The purpose of the study was to evaluate lateral and patellofemoral osteoarthritis (OA) progression after medial unicompartmental knee arthroplasty (UKA) and identify factors affecting the progression that were not identified previously.
We evaluated 146 patients who underwent medial UKA between 2009 and 2014. Kellgren-Lawrence grading of lateral and patellofemoral OA was performed on preoperative and final follow-up knee radiographs. Radiographic and clinical characteristics, SF-36, and Oxford knee scores were compared between the OA progressed and non-progressed groups. Risk factors for lateral and patellofemoral OA progression were evaluated.

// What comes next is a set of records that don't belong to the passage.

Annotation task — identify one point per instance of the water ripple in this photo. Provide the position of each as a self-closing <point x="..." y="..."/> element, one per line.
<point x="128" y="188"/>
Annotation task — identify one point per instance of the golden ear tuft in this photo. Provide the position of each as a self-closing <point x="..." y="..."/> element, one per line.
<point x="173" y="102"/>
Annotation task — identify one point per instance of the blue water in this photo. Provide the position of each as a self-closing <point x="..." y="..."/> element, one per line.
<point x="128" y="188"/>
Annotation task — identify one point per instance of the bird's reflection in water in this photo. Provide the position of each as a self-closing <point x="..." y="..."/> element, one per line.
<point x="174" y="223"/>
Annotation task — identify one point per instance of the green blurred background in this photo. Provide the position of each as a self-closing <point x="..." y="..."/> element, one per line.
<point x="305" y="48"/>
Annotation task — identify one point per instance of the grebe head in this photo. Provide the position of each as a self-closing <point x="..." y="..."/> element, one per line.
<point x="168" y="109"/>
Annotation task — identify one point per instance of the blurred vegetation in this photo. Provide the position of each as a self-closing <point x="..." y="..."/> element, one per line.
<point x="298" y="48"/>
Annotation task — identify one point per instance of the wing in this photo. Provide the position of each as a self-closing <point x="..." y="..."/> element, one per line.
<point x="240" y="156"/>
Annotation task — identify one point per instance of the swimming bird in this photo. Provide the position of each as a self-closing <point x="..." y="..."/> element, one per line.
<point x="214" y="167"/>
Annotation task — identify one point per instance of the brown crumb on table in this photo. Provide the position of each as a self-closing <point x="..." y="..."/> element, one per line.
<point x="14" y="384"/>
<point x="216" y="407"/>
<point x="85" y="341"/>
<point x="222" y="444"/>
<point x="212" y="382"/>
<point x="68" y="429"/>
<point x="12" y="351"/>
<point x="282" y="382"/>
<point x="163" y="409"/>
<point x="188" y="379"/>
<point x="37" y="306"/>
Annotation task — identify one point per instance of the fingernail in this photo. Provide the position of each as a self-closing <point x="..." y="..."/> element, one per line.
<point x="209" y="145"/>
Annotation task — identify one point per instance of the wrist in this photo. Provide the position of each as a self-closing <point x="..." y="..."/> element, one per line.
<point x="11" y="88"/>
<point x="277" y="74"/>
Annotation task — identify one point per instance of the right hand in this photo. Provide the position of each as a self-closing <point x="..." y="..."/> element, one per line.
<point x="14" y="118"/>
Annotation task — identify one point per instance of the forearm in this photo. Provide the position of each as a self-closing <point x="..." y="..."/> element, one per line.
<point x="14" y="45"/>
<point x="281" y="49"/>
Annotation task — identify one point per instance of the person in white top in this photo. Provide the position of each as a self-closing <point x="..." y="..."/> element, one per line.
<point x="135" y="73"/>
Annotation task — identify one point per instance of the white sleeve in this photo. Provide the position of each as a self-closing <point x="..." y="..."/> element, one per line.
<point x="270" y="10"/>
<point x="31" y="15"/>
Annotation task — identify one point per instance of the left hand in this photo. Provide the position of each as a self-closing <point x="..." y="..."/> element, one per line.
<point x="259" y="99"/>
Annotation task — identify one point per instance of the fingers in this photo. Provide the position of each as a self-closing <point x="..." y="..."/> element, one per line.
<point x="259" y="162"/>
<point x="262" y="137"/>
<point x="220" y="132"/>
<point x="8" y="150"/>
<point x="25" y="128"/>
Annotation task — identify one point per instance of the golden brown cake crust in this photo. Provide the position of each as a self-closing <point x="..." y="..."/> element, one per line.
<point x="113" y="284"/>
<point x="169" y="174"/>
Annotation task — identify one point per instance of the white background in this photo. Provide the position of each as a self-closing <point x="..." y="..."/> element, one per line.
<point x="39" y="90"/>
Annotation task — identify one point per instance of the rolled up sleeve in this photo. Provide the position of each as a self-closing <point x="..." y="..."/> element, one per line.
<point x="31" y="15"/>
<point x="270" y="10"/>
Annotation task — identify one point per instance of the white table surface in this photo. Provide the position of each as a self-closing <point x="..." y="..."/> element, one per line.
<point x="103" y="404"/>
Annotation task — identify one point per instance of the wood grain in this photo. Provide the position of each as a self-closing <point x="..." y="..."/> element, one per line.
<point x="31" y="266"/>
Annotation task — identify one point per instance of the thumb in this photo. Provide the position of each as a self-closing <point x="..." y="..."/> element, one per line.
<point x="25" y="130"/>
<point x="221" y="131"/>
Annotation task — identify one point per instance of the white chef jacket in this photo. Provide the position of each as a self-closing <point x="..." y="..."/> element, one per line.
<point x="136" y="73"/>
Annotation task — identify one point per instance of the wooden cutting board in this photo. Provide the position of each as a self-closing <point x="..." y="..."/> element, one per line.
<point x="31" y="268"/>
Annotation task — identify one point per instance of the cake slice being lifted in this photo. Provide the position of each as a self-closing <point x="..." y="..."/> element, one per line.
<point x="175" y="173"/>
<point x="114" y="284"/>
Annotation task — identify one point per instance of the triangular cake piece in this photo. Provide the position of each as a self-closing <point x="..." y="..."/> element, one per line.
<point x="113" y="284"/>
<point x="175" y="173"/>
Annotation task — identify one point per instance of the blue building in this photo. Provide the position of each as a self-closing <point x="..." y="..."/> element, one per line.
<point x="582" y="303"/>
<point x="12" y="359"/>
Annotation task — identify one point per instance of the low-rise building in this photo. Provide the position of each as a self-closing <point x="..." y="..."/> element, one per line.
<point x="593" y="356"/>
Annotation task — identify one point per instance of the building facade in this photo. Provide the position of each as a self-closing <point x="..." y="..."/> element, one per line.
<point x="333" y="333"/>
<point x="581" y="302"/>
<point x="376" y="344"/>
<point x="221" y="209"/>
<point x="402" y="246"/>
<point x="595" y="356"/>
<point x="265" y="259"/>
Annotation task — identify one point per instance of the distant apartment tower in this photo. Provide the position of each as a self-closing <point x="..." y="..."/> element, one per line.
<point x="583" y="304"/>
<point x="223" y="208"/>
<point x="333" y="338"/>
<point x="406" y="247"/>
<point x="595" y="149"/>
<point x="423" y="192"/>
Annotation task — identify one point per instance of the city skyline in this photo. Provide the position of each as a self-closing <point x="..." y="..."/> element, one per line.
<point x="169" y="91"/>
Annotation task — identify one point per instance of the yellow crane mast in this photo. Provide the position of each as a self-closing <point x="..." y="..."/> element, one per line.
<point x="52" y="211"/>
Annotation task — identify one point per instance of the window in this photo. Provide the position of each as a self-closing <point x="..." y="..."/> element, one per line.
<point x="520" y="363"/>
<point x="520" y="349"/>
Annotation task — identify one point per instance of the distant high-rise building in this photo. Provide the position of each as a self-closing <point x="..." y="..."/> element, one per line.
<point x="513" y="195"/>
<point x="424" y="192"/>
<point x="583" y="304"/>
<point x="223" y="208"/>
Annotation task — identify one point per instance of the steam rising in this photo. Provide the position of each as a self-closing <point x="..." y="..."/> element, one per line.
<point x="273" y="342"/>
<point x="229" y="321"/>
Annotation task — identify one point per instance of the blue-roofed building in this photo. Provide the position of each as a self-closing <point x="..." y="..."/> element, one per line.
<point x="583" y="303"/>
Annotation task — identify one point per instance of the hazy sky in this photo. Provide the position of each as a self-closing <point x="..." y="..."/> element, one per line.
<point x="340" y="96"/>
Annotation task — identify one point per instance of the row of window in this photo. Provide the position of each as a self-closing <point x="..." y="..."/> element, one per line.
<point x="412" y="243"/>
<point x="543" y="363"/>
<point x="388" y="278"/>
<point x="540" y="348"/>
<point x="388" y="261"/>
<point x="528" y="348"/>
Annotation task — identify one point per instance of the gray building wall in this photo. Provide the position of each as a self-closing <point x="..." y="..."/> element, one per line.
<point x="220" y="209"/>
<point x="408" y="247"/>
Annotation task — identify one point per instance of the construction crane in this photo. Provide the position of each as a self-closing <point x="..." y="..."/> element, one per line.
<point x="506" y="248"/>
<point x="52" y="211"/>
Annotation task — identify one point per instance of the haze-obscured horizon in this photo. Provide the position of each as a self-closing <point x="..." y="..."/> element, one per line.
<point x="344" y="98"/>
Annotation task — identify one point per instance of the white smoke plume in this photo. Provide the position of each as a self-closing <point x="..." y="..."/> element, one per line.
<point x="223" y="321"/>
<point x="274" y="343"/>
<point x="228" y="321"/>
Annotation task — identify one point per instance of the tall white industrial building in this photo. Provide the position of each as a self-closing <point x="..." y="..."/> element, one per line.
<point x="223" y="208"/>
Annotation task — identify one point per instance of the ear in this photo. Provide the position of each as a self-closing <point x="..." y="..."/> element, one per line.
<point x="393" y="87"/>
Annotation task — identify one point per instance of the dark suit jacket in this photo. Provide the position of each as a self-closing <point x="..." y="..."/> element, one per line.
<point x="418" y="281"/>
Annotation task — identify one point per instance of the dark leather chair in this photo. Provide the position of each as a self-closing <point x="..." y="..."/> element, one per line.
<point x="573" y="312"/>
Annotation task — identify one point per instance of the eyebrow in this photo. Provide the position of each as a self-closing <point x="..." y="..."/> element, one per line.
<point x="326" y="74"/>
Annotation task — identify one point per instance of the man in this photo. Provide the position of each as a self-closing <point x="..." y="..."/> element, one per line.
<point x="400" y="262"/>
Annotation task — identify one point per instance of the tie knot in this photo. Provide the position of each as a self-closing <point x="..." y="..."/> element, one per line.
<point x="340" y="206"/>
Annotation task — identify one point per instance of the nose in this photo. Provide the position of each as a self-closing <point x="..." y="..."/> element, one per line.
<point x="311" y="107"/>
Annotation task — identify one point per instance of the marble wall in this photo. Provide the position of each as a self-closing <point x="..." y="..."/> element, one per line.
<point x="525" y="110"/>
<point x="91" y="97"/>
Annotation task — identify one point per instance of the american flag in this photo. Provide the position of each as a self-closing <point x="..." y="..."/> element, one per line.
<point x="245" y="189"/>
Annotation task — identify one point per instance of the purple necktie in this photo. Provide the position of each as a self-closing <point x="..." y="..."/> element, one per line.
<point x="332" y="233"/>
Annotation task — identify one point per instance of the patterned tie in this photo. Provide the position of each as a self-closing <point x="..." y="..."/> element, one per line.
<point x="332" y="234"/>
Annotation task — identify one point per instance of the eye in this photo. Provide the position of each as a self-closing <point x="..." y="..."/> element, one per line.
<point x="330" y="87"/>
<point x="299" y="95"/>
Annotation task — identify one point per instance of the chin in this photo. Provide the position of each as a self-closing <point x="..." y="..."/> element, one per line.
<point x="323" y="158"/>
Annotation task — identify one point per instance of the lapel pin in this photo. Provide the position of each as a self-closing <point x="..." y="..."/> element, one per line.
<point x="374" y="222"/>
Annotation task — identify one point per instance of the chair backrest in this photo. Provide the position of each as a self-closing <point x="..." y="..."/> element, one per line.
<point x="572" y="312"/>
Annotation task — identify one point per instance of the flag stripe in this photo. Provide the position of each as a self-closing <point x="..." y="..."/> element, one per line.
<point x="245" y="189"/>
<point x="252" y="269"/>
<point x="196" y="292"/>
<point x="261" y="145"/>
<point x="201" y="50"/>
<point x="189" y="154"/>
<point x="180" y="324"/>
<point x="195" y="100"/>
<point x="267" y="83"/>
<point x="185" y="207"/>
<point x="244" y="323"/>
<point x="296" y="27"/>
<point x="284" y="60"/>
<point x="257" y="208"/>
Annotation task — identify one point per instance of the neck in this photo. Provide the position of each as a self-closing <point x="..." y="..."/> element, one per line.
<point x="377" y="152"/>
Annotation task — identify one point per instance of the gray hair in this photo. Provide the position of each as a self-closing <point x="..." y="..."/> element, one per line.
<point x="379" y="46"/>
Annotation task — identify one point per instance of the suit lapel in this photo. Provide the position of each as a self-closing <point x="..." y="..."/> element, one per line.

The lateral OA progressed and non-progressed groups significantly differed in side, preoperative flexion contracture, preoperative joint line convergence angle, postoperative tibiofemoral angle, insert size, revision status (P<0.05), and the patellofemoral OA progressed and non-progressed groups significantly differed in age, pre- and postoperative flexion contracture, postoperative tibiofemoral angle and pre- and postoperative patellofemoral OA grade (P<0.